Risk profiling: what are the options? In the past few years there has been a trend among financial advisers away from in-house investment selection towards using outsourced risk-targeted funds in model portfolios to satisfy clients’ asset allocation and investment needs.
A recent survey by NMG Consulting showed that advisers are using a range of methods to determine the asset allocation of client portfolios. This includes a self-styled manual approach, in-house developed tools, off the shelf risk profiling tools, product provider and platform portfolio tools and customer fact-finds.
Which method is the best option for your business?
With so much market uncertainty, how will you help your clients feel confident about where and how their portfolio is invested?
Refine your model
Financial advisers are refining their business models, looking in particular at where their fundamental strengths lie and considering whether outsourcing the investment to a professionally managed model portfolio service would better serve their clients.
This is particularly so when managing investments through what looks set to be an extended period of stock market uncertainty and could see advisers having to defend their investment advice to both their clients and the regulator.
By using the resource and experience of a full-time professional investment team, whose sole job is to manage risk-targeted portfolios, advisers can ensure their clients’ investments are being expertly managed.
From a practical point of view, the research and management of clients’ investment portfolios can be both time-consuming and resource intensive. Using outsourced model portfolios not only frees up time for advisers to focus on providing financial advice and tax planning for clients but also to direct more resource into developing the business and building and maintaining client relationships.
Attitude to risk
Key to the whole process, of course, is being able to assess the attitude to risk of the individual client so that advisers can tailor clients’ portfolios to the right risk-targeted asset allocation.
Since every investor is different and can have evolving attitudes to risk depending on personal circumstances, life events and the investment environment, this is never going to be an exact science. However, there are some useful tools around which can be used as part of the advisory process to help achieve a reasonable conclusion in this respect.
Again, NMG Consulting’s IFA Census shows the methods used vary from simple discussions around the fact-find, self-styled manual scoring systems to using product provider templates.
Psychometric risk profiling is an impartial method of gauging an individual’s attitude to risk.
This puts a range of questions to the investor to ascertain their attitudes towards common risks, around capital loss, inflation, investment goals, volatility, liquidity, diversification and counter-party failure, which creates an overall profile and acts as a starting point for an informed discussion about the nature of risk in relation to investment returns and the investor’s own financial goals.

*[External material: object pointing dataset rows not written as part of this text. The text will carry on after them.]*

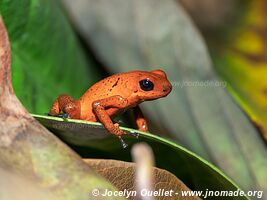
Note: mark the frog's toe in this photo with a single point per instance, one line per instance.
(64, 115)
(124, 144)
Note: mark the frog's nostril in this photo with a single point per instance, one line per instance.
(166, 88)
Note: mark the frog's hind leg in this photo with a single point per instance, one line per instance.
(65, 107)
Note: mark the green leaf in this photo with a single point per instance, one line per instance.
(151, 34)
(47, 59)
(91, 139)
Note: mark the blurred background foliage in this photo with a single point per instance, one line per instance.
(193, 41)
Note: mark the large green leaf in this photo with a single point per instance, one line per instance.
(92, 139)
(46, 57)
(241, 60)
(150, 34)
(31, 156)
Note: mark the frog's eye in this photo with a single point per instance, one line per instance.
(146, 85)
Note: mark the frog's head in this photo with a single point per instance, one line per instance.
(153, 85)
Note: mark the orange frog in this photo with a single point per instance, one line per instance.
(113, 95)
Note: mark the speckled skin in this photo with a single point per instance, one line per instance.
(112, 95)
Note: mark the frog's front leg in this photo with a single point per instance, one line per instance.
(140, 119)
(64, 103)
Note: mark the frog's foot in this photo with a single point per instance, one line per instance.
(63, 115)
(134, 134)
(124, 144)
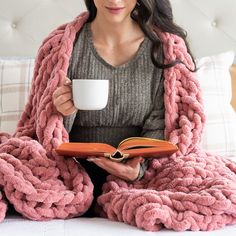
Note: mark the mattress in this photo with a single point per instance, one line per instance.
(15, 224)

For example, Iveagh uses the risk profiler from eValue FE, which is hosted securely on our website. It is a financial planning tool set enabling advisers and consumers to understand the risk reward trade-off around their investments and financial goals.

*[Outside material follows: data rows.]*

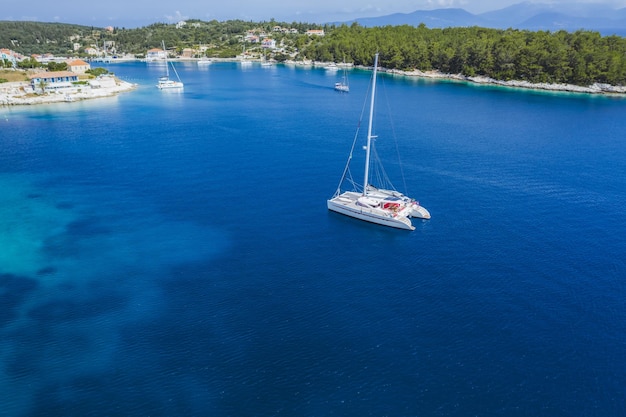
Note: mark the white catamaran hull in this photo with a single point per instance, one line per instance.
(348, 205)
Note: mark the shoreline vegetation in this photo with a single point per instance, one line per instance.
(20, 92)
(15, 93)
(575, 62)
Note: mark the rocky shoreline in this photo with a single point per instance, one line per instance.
(21, 93)
(596, 88)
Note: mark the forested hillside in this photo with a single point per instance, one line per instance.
(580, 58)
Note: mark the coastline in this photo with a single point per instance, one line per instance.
(21, 92)
(18, 93)
(596, 88)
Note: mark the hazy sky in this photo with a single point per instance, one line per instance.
(134, 13)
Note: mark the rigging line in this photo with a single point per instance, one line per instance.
(395, 138)
(346, 169)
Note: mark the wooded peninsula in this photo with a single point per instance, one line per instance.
(579, 58)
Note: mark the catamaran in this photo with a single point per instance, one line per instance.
(384, 206)
(164, 81)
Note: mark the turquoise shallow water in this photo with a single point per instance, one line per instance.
(172, 254)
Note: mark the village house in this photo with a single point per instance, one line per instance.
(315, 32)
(188, 53)
(156, 54)
(12, 57)
(53, 80)
(268, 43)
(78, 66)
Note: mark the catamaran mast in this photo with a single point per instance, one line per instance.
(369, 129)
(167, 69)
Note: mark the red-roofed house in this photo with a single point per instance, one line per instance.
(78, 66)
(53, 80)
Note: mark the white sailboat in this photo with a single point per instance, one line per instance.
(165, 82)
(384, 206)
(343, 85)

The tools use the fully comprehensive functionality of the eValue modelling engine to provide forecasts and cash flow planning. The risk profiler assesses the client’s personal attitude to risk and then summarises the results and suggests a typical asset allocation that might best suit that client.
Diversification
Also important is just how the portfolios themselves are constructed and where they are invested. This underlies the ability of the portfolios to maintain the targeted level of risk.
We believe the only way to achieve effective risk management is to invest in a diversified range of asset classes across global markets and regions together with a disciplined risk management process, so that the portfolios are positioned appropriately to capture growth when the markets are rising and preserve wealth when they are falling.
It is essential that the final decision is made using the complementary resources available and after full discussion with an investor about their personal circumstances, financial goals and investment risk – as part of an holistic financial plan.
Likewise, the client’s attitude to risk must be reviewed on a regular basis to ensure that their investments continue to meet their long-term risk and reward objectives.